JuliaAI / MLJXGBoostInterface.jl

MIT License
11 stars 5 forks source link

XGBoostClassifier is broken for binary classifiation #7

Closed pgagarinov closed 3 years ago

pgagarinov commented 3 years ago

XGBoost doesn't work correctly when y is specified as a categorical array with two values:

>y=
5273-element CategoricalArray{Int64,1,UInt32}:
 0
 0
 1
 0
 0
 0
 ⋮

In such cases the following code breaks

Booster = @load XGBoostClassifier
booster = Booster(max_depth=5)
pipe = @pipeline ContinuousEncoder booster
mach = machine(pipe, X, y)
fit!(mach)

with the following message:

TaskFailedException

    nested task error: Call to XGBoost C function XGBoosterEvalOneIter failed: [20:35:04] /workspace/srcdir/xgboost/src/metric/multiclass_metric.cu:32: Check failed: label_error >= 0 && label_error < static_cast<int32_t>(n_class): MultiClassEvaluation: label must be in [0, num_class), num_class=1 but found 1 in label
    Stack trace:
      [bt] (0) /home/peter/.julia/artifacts/51760a35c00d03a1b2ee373a49af64d08700a64a/lib/libxgboost.so(xgboost::metric::EvalMClassBase<xgboost::metric::EvalMultiLogLoss>::Eval(xgboost::HostDeviceVector<float> const&, xgboost::MetaInfo const&, bool)+0x16e8) [0x7fc24354d5d8]

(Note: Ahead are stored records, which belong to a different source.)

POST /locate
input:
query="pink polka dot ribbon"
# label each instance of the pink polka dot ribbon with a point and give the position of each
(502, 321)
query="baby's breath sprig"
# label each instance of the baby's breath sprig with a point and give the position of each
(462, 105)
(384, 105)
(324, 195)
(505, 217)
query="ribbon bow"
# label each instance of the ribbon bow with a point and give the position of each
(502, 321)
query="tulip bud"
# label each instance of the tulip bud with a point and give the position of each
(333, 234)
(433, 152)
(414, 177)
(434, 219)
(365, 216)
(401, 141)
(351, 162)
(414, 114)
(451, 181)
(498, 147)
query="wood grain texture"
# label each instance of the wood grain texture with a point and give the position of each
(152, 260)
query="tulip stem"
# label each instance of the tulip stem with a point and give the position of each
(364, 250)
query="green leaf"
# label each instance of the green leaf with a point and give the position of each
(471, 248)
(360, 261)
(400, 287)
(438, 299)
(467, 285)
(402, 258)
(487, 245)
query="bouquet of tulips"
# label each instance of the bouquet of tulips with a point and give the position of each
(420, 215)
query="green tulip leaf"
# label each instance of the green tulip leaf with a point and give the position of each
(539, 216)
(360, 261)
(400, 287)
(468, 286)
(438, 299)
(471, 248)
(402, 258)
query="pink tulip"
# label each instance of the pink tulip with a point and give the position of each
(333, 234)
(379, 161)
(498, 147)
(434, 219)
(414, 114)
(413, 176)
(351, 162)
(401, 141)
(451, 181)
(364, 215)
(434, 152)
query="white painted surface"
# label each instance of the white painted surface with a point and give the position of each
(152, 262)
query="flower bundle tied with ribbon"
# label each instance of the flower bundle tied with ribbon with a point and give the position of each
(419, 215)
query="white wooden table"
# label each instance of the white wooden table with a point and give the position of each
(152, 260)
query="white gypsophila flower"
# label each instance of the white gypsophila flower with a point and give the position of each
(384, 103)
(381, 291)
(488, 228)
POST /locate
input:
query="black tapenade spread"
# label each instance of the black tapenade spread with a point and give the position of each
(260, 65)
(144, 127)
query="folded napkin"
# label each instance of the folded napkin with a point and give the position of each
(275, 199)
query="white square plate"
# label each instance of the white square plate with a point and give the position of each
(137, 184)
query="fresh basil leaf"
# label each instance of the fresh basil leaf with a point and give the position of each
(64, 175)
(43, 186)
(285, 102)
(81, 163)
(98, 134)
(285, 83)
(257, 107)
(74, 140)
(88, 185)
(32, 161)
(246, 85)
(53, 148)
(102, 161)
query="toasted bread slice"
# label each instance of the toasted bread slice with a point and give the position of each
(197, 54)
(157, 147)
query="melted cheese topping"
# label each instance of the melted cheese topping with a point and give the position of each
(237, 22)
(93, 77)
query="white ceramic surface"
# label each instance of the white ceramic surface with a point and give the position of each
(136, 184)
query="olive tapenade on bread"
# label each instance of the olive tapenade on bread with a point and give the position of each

I suspect that this problem is in these line that do not work correctly for newer versions of XGBoost:

    # An idiosynchrony of xgboost is that num_class=1 for binary case.
    if(num_class==2)
        objective="binary:logistic"
        y_plain = convert(Array{Bool}, y_plain)
        num_class = 1
    else
        objective="multi:softprob"
    end
ablaom commented 3 years ago

Sorry this dropped off my radar. Maintaining over a dozen packages at the moment.

@pgagarinov Any chance you could make a PR for this. Your probably more familiar with the current XGBoost interface than I am. 🙏

ablaom commented 3 years ago

Thanks by the way for reporting and for your diagnosis, which is already helpful.